Leveraging Symbolic Regression for Heuristic Design in the Traveling Thief Problem
Andrew Ni, Lee Spector
TL;DR
This work tackles the Traveling Thief Problem (TTP), an NP-hard fusion of TSP and KP, by learning packing heuristics through Symbolic Regression (SR) to initialize fast, interpretable metaheuristic GAs. It characterizes near-optimal packing plans via a nonlinear boundary between packed and unpacked items in terms of standardized $IPR$ and distance-to-end $rDist$, derives multiple SR-derived feature sets, and uses SR to predict GA genotype parameters, enabling a family of effective packing initializations. Extensive experiments on a large TTP benchmark set show that SR-guided initializations, particularly the 6T variant, achieve higher objective values with competitive or lower objective-value evaluations compared to state-of-the-art baselines.
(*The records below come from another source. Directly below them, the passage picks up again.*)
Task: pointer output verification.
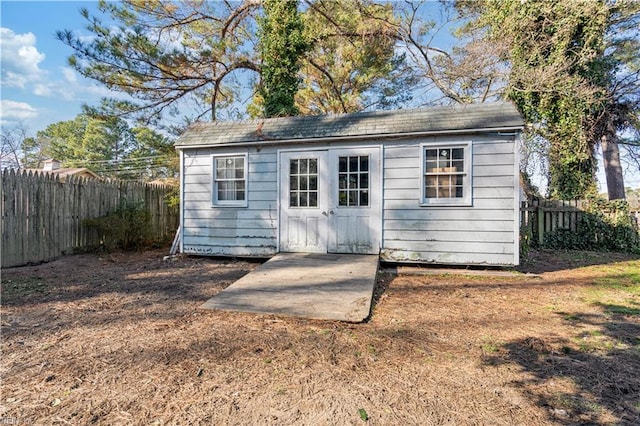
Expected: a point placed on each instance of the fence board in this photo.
(43, 217)
(539, 217)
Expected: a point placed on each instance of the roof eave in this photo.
(402, 135)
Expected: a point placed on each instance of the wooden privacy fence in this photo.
(539, 217)
(43, 217)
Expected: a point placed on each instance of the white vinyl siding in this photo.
(229, 185)
(446, 177)
(249, 229)
(480, 232)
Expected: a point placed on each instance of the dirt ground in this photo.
(120, 339)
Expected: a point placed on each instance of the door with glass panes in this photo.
(330, 201)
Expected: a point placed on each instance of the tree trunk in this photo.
(612, 167)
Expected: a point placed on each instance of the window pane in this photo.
(364, 164)
(342, 181)
(364, 198)
(353, 164)
(220, 166)
(353, 181)
(353, 198)
(342, 198)
(342, 164)
(444, 173)
(364, 181)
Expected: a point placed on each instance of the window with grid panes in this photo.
(446, 179)
(303, 182)
(230, 180)
(353, 181)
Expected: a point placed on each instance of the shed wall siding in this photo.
(480, 234)
(230, 231)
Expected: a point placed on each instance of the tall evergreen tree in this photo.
(282, 44)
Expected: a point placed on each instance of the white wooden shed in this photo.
(433, 185)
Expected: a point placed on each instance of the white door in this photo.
(303, 201)
(330, 201)
(354, 210)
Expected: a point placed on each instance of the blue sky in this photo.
(38, 87)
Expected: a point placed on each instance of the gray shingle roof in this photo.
(499, 115)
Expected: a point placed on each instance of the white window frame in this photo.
(465, 200)
(214, 182)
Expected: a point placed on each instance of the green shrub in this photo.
(603, 226)
(127, 228)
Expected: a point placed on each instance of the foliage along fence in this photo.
(44, 217)
(579, 224)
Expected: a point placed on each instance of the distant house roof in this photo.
(497, 116)
(79, 171)
(52, 166)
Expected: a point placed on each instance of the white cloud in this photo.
(70, 75)
(16, 110)
(20, 58)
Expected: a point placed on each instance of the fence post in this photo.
(540, 214)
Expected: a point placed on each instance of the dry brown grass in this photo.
(120, 340)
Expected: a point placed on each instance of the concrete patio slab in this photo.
(315, 286)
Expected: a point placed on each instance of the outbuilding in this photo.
(429, 185)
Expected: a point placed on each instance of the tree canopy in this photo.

The approach improves interpretability and speed of packing initialization while providing a path toward generalization across knapsack types and instance distributions, with potential to integrate multiple SR-derived heuristics in practical solvers.
Abstract
The Traveling Thief Problem is an NP-hard combination of the well known traveling salesman and knapsack packing problems. In this paper, we use symbolic regression to learn useful features of near-optimal packing plans, which we then use to design efficient metaheuristic genetic algorithms for the traveling thief algorithm. By using symbolic regression again to initialize the metaheuristic GA with near-optimal individuals, we are able to design a fast, interpretable, and effective packing initialization scheme. Comparisons against previous initialization schemes validates our algorithm design.